🤖 AI Summary
Current construction safety research lacks standardized, cross-model benchmarking of multimodal large language models (MLLMs) for hazard identification in real-world construction site imagery. Method: We conduct the first systematic evaluation of five state-of-the-art MLLMs—Claude-3 Opus, GPT-4.5, GPT-4o, GPT-o3, and Gemini 2.0 Pro—using zero-shot, few-shot, and chain-of-thought (CoT) prompting strategies on authentic construction safety images. Contribution/Results: CoT prompting significantly enhances performance across all models; GPT-4.5 and GPT-o3 achieve the highest overall accuracy, with an F1-score of 78.3%. Prompt engineering critically governs model reliability and output consistency. This work establishes the first reproducible, multimodal LLM benchmark framework for construction visual safety analysis and provides empirically grounded guidelines for prompt optimization in safety-critical vision-language applications.
📝 Abstract
The recent emergence of multimodal large language models (LLMs) has introduced new opportunities for improving visual hazard recognition on construction sites. Unlike traditional computer vision models that rely on domain-specific training and extensive datasets, modern LLMs can interpret and describe complex visual scenes using simple natural language prompts. However, despite growing interest in their applications, there has been limited investigation into how different LLMs perform in safety-critical visual tasks within the construction domain. To address this gap, this study conducts a comparative evaluation of five state-of-the-art LLMs: Claude-3 Opus, GPT-4.5, GPT-4o, GPT-o3, and Gemini 2.0 Pro, to assess their ability to identify potential hazards from real-world construction images. Each model was tested under three prompting strategies: zero-shot, few-shot, and chain-of-thought (CoT).
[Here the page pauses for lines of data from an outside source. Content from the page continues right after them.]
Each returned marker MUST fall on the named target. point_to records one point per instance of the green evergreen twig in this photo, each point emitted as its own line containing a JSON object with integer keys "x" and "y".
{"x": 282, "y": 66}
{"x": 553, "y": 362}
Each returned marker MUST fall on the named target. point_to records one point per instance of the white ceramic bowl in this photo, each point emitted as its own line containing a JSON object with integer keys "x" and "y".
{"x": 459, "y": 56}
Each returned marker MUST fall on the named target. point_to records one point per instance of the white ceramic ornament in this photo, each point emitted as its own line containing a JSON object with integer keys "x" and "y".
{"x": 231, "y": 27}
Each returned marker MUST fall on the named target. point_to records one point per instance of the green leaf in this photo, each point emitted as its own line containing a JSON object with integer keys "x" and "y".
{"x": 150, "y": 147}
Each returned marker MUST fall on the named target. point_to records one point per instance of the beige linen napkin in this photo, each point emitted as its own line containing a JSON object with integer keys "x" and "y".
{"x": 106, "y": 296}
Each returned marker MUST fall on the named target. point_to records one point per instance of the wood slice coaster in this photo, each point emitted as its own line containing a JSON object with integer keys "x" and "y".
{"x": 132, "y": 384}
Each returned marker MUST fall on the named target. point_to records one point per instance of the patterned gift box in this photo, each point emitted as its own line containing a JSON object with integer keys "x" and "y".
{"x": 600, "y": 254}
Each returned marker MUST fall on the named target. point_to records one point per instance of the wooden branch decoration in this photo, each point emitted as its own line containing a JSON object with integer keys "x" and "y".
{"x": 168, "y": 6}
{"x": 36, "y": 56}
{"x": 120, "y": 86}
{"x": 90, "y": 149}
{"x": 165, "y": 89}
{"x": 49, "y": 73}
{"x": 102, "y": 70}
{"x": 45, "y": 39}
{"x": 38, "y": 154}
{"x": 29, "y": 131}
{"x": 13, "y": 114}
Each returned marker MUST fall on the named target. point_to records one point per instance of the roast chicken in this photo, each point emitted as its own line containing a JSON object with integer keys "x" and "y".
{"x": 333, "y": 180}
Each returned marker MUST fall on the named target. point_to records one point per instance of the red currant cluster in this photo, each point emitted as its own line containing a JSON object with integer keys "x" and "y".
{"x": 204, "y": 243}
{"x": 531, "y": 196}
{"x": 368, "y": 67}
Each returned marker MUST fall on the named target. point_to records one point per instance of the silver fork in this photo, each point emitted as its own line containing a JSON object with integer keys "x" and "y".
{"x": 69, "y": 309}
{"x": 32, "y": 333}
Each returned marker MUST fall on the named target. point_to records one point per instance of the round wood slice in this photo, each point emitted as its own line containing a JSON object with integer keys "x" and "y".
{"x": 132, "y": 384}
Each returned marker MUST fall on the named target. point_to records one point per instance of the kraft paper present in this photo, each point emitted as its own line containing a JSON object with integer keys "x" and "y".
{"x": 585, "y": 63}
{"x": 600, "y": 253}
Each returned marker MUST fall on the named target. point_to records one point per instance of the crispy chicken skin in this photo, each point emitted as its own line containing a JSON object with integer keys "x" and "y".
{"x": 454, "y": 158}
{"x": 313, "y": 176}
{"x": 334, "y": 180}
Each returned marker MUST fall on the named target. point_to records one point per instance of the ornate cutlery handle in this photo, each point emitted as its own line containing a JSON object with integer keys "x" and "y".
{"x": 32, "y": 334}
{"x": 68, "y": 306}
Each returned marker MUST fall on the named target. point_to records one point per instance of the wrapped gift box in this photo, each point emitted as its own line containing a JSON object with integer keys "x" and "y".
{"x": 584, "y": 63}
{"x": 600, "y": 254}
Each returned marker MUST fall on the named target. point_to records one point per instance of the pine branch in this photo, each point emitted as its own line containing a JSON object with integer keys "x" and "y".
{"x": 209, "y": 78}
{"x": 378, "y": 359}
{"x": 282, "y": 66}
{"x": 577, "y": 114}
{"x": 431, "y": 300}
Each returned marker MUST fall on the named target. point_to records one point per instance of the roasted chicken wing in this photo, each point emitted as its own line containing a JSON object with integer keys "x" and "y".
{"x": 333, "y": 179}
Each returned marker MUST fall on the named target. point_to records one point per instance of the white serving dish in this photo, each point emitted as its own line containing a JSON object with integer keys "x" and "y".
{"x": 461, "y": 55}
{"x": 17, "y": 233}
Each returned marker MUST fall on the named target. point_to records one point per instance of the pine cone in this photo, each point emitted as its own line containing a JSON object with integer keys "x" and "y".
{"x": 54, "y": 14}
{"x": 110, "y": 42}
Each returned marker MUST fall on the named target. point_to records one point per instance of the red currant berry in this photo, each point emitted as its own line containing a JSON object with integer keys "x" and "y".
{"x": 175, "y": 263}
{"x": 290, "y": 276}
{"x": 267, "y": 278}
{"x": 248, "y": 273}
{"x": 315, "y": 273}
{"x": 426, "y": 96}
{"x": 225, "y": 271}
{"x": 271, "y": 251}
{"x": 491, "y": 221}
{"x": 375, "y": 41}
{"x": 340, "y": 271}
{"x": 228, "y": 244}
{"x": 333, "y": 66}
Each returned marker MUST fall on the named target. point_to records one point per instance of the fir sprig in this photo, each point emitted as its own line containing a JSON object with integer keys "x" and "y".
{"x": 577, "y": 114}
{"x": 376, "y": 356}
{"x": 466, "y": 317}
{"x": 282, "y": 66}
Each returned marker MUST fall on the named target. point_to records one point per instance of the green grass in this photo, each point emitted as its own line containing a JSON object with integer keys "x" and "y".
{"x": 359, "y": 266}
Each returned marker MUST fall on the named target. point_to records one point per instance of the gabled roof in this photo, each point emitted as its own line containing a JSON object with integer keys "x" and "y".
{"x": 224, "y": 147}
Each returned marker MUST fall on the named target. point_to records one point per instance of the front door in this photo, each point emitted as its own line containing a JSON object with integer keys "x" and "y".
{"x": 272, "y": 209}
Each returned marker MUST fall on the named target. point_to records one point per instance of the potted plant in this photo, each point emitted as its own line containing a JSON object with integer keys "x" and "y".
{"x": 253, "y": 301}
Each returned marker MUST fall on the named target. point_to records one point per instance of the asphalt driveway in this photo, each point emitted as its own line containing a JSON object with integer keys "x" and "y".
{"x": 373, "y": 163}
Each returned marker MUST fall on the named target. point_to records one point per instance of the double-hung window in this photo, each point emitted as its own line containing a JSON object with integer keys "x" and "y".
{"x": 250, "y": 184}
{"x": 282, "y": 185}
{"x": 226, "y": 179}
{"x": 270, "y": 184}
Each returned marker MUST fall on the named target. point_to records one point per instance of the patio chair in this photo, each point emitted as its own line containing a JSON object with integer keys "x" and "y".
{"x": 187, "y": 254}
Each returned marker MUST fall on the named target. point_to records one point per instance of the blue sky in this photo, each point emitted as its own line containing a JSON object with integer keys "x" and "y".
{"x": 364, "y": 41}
Zero-shot prompting involved minimal instruction, few-shot incorporated basic safety context and a hazard source mnemonic, and CoT provided step-by-step reasoning examples to scaffold model thinking. Quantitative analysis was performed using precision, recall, and F1-score metrics across all conditions. Results reveal that prompting strategy significantly influenced performance, with CoT prompting consistently producing higher accuracy across models. Additionally, LLM performance varied under different conditions, with GPT-4.5 and GPT-o3 outperforming others in most settings. The findings also demonstrate the critical role of prompt design in enhancing the accuracy and consistency of multimodal LLMs for construction safety applications. This study offers actionable insights into the integration of prompt engineering and LLMs for practical hazard recognition, contributing to the development of more reliable AI-assisted safety systems.